Jordan Peele has spent years honing his own approach to meaningful popular entertainment. The sketch comedy series Key & Peele was ambitious, daring, and often incredibly funny — and it had a strong moral and social point of view that distinguished it from other similar shows. And you don’t have to look deep into Peele’s feature films, Get Out and Us, to see a strong Twilight Zone influence in the way that genre is used as a conduit for big ideas that reflect and criticize the culture in which Peele’s own entertainments were conceived.
Simon Kinberg had been trying to make a new version of the series for a while, and Peele was the first person to be floated as producer and host for this new Twilight Zone who seemed appropriate for the job. His touch is evident in the first two episodes of the new hour-long series, despite the fact that neither feature him as writer or director. Alex Rubens (Community, Key and Peele) wrote and Owen Harris (Black Mirror’s “San Junipero”) directed “The Comedian,” while Glen Morgan (The X-Files) and Marco Ramirez (Daredevil, The Defenders) wrote and Greg Yaitanes (House, Banshee) directed “Nightmare.” But with Peele as a calm, capable host, there’s a sense of being led into the show’s weird alternate reality by someone who knows the way.
These two premiere episodes — “The Comedian,” in which Kumail Nanjiani stars as a stand-up comic whose rise to fame comes at an outrageous price, and “Nightmare at 30,000 Feet,” with Adam Scott as a man whose ego and good intentions form a dangerous cocktail while aboard a plane — feel like The Twilight Zone. Each story deals with consequences and personal responsibility. These are morality plays, just as Serling’s original installments were, and like the best of Serling’s episodes these feature layers of interpretation that push each story beyond the most superficial reading.

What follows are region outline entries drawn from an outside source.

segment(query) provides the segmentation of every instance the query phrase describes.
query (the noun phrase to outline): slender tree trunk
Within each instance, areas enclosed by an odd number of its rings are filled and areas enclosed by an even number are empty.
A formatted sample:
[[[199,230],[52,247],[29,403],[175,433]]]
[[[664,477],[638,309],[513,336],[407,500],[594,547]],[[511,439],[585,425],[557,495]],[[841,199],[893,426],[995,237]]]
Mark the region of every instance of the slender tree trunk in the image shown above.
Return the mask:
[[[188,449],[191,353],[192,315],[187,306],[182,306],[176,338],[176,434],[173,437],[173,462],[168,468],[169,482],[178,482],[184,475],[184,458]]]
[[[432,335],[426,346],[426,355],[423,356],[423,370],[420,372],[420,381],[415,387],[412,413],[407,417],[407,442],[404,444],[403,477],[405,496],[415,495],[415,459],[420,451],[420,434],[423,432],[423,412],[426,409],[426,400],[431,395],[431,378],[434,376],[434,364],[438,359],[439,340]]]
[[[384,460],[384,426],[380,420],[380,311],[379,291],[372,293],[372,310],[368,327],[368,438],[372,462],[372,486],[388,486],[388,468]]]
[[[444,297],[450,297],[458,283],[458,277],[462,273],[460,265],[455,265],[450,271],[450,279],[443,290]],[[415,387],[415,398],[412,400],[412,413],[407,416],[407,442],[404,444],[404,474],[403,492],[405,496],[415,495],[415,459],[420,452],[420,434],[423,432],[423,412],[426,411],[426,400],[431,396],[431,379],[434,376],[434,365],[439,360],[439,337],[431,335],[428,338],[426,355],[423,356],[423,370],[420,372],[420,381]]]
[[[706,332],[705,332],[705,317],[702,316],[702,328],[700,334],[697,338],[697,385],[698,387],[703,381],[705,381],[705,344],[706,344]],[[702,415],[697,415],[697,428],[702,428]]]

I responded more to “The Comedian,” in part thanks to Nanjiani’s well-pitched performance as a comedian whose career is tainted by bitterness and frustration even before a legendary comedy figure (an excellent Tracy Morgan, channelling Dave Chappelle) offers him a path to fame. The episode begins immediately with an overtly political rant before dodging into territory that is more powerful than any single-minded partisan screed. As Nanjiani’s character makes some very bad decisions, “The Comedian” tackles popular “canceling” culture, social media, and the price of fame — which may be a note that resonates personally for both Peele and Nanjiani.
The tone and pace immediately place the show in the Twilight Zone, even as the visual style, which uses wide lenses to emphasize a sense of distorted reality and to isolate the primary characters, establishes a distinct identity for Peele’s incarnation of the show.
The debut episodes are not entirely successful, however. The half-hour format was ideal for the show’s setup-twist-payoff construction. A few hour-long episodes from the show’s fourth season are standouts. (“On Thursday We Leave for Home” is the most obvious choice.) Still, an hour was often too much weight to balance on the show’s pulpy veneer
To be brief, these new episodes are too long. “The Comedian” suffers from a too-repetitive setup that steps too gingerly through the concept. And while “Nightmare at 30,000 Feet” is an appropriate update to Richard Matheson’s script for the aforementioned William Shatner episode, with a concept that leans entirely on Adam Scott’s very good performance, it indulges with a coda that feels as if it comes from an entirely different narrative space than the rest of the episode. The hour-long format makes these two episodes feel more safe than they should — there’s extra time to second-guess, and to normalize the twisting concepts.
Even with that in mind, the two premiere episodes of Peele’s Twilight Zone are effective, and relevant. This is not an extended fan-service endeavor, and while these two hours certainly nod to the series’ past (particularly in “Nightmare”) this revival immediately demonstrates that The Twilight Zone can be as viable now as it was 70 years ago, and that Jordan Peele is the best choice to take us there.
The Twilight Zone episodes “The Comedian” and “Nightmare at 30,000 Feet” premiere on the streaming service CBS All Access on April 1.